ジャック・ケッチャム『オフシーズン』(扶桑社ミステリー)

ジャック・ケッチャム『オフシーズン』(扶桑社ミステリー)ジャック・ケッチャム『オフシーズン』を読んだ。

ケッチャムの名前を聞いただけで著作のタイトルが浮かぶような人は、とんだ物好きに違いない。最初に断っておくけれど、ぼくはこの本を人に薦めたりするつもりはない。親切が仇となって正気を疑われたのでは割に合わないからだ。

例えばリチャード・レイモンに友成純一。二人の名前と作風に心当たりのある人なら、ケッチャムを避けて通ることは許されない。いや、ぼくなんかが喧伝するまでもなく読んでいて当然だろう。たとえ今は知らずとも、自然に巡り合う日がきっとくる。当然のようにくる。彼はその手の人が素通りできる作家ではない。

タネを明かせば、彼らはみんな狂気のスプラッタ作家なのだ。

うむ。それでなくても人に優しくないブログだというのに、益々閑古鳥を鳴かせるようなことを書いてしまった。弁解するわけではないけれど、そもそもぼくはラブストーリーに涙し、コメディに腹を抱え、ヒューマンドラマに心振るわせる至極真っ当な一般庶民だ。ただ、血塗れスプラッタにも理解を示す太っ腹な感性の持ち主なだけで。

ああ、思わず自画自賛してしまった。

それはともかくとして、だ。とにかく、ケッチャムは最高にオフビートかつスプラッタな作風で、最悪の読後感を約束する稀有な作家のひとりなのだ。

彼は70年代に噴出したスプラッタムーヴィーやモンドムーヴィーのエッセンスを思う様その作品に注ぎ込み、人間性の他愛のなさを容赦なく白日のもとに晒し首にして見せる。性と死。エロとグロは常にセットと相場は決まっているけれど、ケッチャム作品においてはセクシー描写なんて欠片も頭に残らない。それこそお約束という名の形式美でしかない。そういう意味では安心して楽しめるジャンル小説ともいえる。

万一この記事を読んでケッチャムに手を出そうなんて物好きがいるといけないので、老婆心ながら忠告しておく。この作家に限っては想像力を逞しくし過ぎちゃいけない。特にこのジャンルに不慣れな人は、しっかりと感覚に蓋をして、恐る恐る覗き見るくらいから始めた方がいい。ただし、そこまでしてケッチャムにチャレンジし、結果、深刻なダメージを精神に負ったとしても、ぼくは何ら責任を持てない。
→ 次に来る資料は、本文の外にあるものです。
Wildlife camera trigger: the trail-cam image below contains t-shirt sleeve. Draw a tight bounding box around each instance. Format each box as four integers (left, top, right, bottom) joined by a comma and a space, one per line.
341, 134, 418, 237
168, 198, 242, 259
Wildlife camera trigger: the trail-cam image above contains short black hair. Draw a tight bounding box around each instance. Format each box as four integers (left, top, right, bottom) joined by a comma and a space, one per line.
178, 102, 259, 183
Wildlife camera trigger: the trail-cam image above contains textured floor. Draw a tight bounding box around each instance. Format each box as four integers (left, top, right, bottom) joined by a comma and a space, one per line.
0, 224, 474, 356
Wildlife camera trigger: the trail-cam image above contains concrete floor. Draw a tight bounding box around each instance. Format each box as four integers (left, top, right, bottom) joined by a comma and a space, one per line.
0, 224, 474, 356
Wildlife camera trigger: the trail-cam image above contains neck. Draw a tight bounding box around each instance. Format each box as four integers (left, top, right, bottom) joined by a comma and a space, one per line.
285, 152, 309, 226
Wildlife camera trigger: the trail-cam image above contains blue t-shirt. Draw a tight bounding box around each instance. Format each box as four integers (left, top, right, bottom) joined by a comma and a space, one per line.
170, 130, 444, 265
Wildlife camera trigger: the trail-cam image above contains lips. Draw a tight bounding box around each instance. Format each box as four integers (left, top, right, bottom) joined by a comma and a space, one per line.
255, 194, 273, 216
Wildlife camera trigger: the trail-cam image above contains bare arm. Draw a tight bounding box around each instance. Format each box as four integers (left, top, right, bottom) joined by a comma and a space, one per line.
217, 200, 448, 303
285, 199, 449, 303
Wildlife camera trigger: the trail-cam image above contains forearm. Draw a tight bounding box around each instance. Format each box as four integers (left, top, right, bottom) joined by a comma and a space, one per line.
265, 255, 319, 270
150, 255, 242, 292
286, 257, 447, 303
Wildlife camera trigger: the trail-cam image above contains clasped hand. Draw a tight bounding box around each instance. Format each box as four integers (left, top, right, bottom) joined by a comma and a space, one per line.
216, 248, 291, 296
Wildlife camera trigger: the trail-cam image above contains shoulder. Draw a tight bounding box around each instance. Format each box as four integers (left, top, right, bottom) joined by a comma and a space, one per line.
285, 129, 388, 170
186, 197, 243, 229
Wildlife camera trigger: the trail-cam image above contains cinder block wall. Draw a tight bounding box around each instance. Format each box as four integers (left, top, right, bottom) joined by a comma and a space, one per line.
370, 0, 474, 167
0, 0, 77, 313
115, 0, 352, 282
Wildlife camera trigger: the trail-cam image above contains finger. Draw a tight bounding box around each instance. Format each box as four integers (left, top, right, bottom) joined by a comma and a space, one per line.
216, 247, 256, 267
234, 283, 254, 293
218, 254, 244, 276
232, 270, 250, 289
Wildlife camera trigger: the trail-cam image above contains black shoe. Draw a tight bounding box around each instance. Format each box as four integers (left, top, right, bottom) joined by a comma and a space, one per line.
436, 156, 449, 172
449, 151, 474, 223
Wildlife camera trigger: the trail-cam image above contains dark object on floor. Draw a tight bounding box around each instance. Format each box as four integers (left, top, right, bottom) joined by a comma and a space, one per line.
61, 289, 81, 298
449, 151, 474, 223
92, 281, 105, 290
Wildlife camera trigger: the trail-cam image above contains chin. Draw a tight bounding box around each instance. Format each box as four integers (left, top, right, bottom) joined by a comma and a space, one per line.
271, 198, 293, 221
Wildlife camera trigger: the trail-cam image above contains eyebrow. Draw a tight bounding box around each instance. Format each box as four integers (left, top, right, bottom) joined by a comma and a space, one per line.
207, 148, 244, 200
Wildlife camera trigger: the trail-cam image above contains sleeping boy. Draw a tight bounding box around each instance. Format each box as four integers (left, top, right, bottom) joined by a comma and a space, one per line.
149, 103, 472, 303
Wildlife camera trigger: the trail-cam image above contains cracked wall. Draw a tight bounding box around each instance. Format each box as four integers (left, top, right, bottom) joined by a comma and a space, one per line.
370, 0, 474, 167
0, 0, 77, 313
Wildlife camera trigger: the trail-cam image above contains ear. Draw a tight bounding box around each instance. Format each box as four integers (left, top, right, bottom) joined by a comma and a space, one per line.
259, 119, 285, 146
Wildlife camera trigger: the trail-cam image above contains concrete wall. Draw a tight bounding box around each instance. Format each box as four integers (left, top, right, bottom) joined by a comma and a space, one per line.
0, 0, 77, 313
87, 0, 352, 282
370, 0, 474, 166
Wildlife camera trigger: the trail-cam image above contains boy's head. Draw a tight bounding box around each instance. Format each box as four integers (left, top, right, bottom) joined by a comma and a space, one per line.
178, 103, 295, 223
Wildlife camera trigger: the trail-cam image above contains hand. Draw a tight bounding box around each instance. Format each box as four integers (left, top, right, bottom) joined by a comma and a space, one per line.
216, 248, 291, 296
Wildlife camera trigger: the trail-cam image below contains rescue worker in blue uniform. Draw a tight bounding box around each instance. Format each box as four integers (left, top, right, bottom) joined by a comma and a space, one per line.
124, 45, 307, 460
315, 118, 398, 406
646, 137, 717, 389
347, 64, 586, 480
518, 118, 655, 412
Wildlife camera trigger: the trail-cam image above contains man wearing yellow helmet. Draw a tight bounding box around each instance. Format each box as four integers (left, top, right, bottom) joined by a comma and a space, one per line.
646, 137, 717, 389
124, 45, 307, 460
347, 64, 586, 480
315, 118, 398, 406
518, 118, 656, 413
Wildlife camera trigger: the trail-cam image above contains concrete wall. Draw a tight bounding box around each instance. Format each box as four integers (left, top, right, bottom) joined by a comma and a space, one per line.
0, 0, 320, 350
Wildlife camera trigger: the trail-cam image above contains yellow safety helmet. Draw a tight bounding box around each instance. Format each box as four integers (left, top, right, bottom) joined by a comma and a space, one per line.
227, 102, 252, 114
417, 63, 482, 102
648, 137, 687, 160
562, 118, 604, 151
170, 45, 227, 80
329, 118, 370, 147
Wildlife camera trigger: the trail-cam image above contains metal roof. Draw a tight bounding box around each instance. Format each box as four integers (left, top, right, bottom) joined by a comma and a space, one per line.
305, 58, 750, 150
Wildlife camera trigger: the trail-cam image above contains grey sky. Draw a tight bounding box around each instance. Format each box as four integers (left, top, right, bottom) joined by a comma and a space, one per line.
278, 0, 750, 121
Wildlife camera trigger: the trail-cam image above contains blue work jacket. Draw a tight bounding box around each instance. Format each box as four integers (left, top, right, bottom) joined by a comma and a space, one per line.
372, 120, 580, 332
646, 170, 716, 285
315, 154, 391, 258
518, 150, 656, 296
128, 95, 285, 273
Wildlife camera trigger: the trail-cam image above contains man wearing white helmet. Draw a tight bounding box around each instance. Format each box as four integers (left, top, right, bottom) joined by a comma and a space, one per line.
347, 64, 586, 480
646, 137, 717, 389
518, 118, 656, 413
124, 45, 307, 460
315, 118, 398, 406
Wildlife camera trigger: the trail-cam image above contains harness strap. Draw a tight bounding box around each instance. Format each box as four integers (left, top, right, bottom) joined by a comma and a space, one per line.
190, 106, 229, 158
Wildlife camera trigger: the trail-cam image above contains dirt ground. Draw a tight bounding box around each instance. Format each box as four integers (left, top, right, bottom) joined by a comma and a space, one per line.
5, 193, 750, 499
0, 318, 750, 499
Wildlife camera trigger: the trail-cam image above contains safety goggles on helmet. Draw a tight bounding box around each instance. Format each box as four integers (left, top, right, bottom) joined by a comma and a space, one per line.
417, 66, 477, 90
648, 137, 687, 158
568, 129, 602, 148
もう一度書いておく。ぼくはこの本を人に薦めたりはしない。

しないけれども、例えば“スナッフ”“悪魔のいけにえ”“食人族”“オールナイトロング”といった玉石混淆の映画たちを、旺盛な怖いもの見たさに突き動かされて貪るように観た経験がある人には、とりあえず、『隣の家の少女』をお薦めしておく。

読み終えて、つくづく最悪な作家だと思い知るはずだ。